Quizás sea raro que rehuses dar por hecho que todo empresario sea un capullo y todo trabajador un angelito (ni viceversa), o que rechaces el sistemático desprecio que algunos muestran hacia cualquier perroflauta (sin haber tratado a ninguno), ni que aprecies a Garzón aunque no seas nada comunista mientras desprecias a Pablo Iglesias (por sobrado y trilero) a pesar de que agradezcas a Podemos que hayan levantado la liebre en este país podrido de corrupción y plagado de electores que insisten en entregar su voto a quienes les vienen toreando una y otra vez al natural y -con mayor destreza- a base de trincherazos y verónicas.

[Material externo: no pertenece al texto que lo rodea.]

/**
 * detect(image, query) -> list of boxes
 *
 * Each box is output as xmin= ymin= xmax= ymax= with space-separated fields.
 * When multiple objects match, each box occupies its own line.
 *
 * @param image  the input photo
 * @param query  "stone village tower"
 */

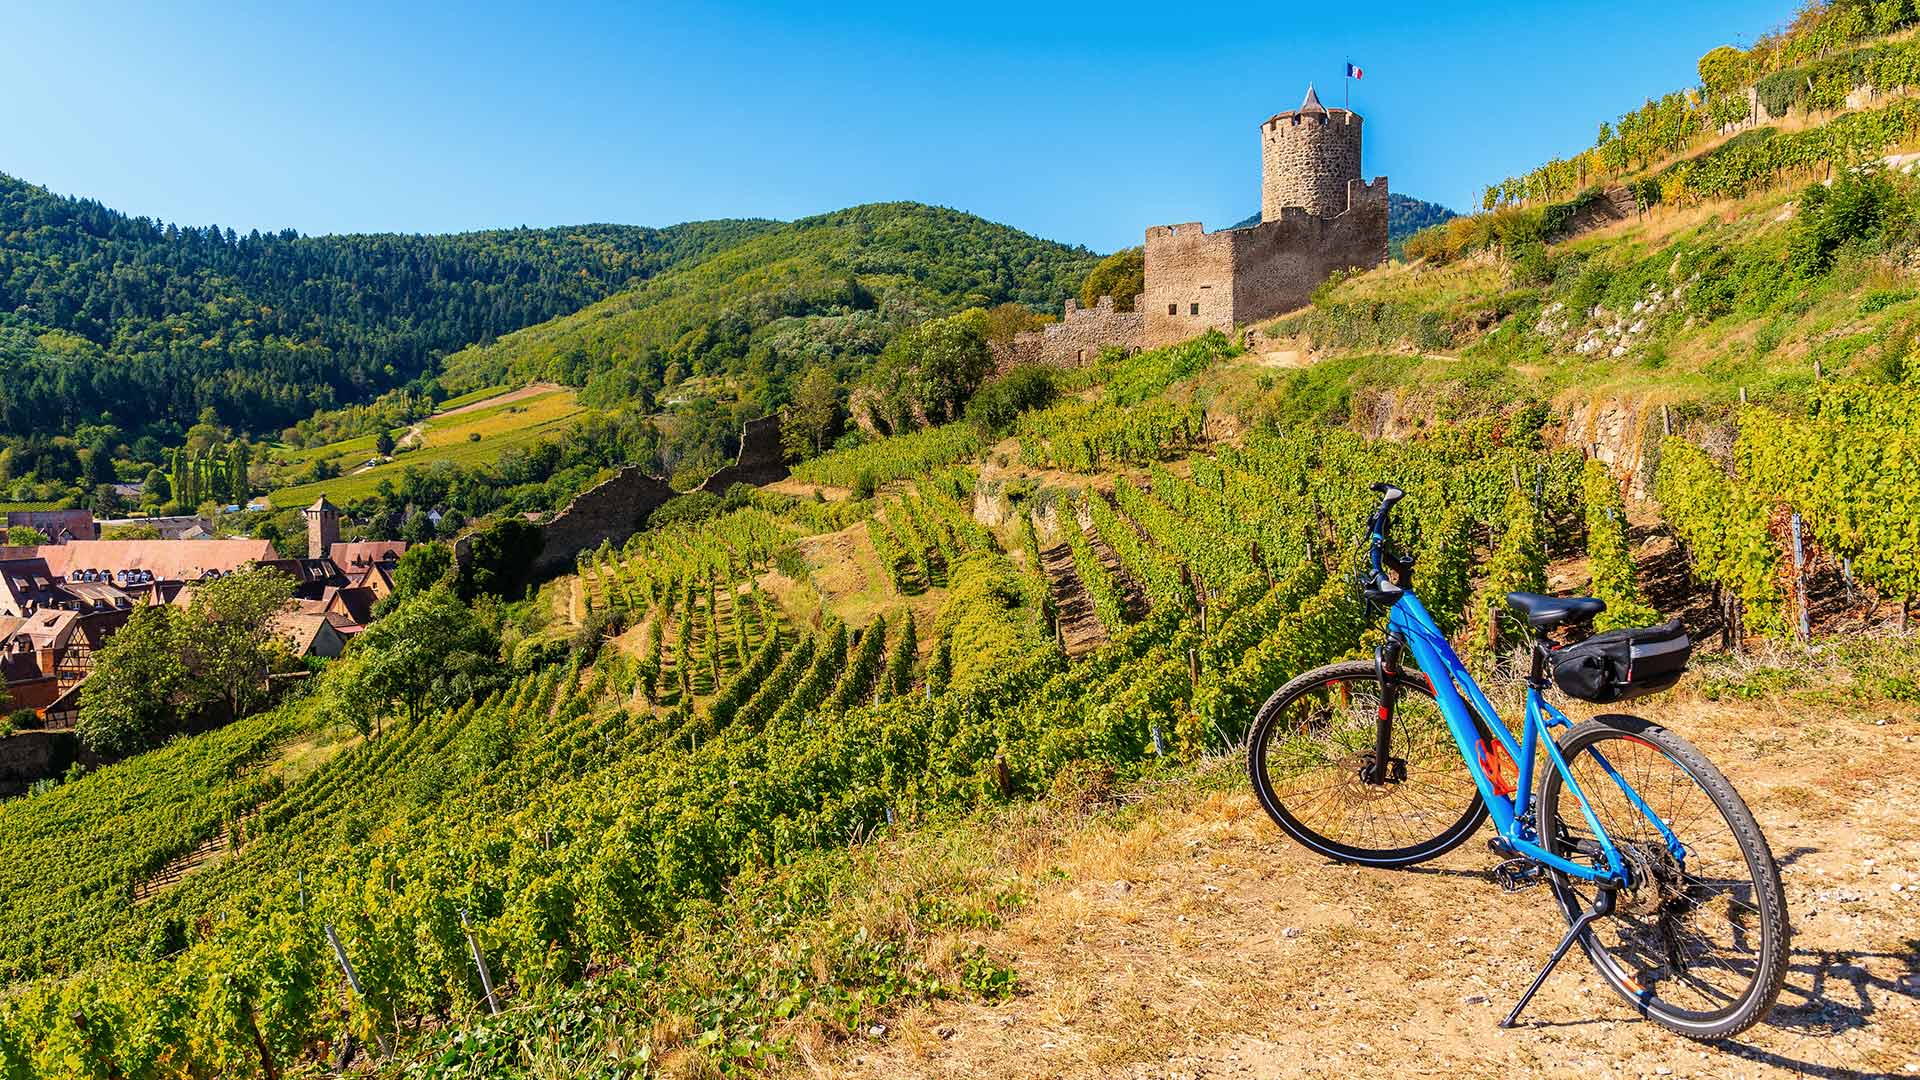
xmin=996 ymin=85 xmax=1389 ymax=366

Quizás resulte extravagante que te opusieras a las rotondas y al destrozo del paisaje menorquín con tanta rotundidad como te opones al sectarismo, el nepotismo y la pereza como fórmula para disecar una sociedad siempre dispuesta a apuntarse al clan que más calienta. Quizás parezca extraterrestre que no hayas pisado (ni tengas ganas de hacerlo) un Starbucks ni El Celler (me gustan las fabes con almejas sin 'revisitaciones'), ni se te haya visto cantar himnos de ningún signo. Quizás no sea de recibo que no perdones a Zapatero por haber indultado a quien no lo merecía y haber condonado a una eléctrica unos cuantos miles de millones y que no te creas ni una palabra que salga de la boca de Artur Mas ni de su nuevo encargado en la botica. Que no te apetezca oír ningún discurso que pretenda quitar hierro al pasado criminal de ETA o que no puedas tomar en serio a quien no se descojone abiertamente del Maduro que se enternecía (en formato místico) con las charlas póstumas del reencarnado pajarito Chávez. ¿Sigo?

Si es que incluso, siendo seguidor del Real Madrid, me cae infinitamente mejor Simeone que Ronaldo. Y así no hay manera de acabarse un aperitivo tranquilo.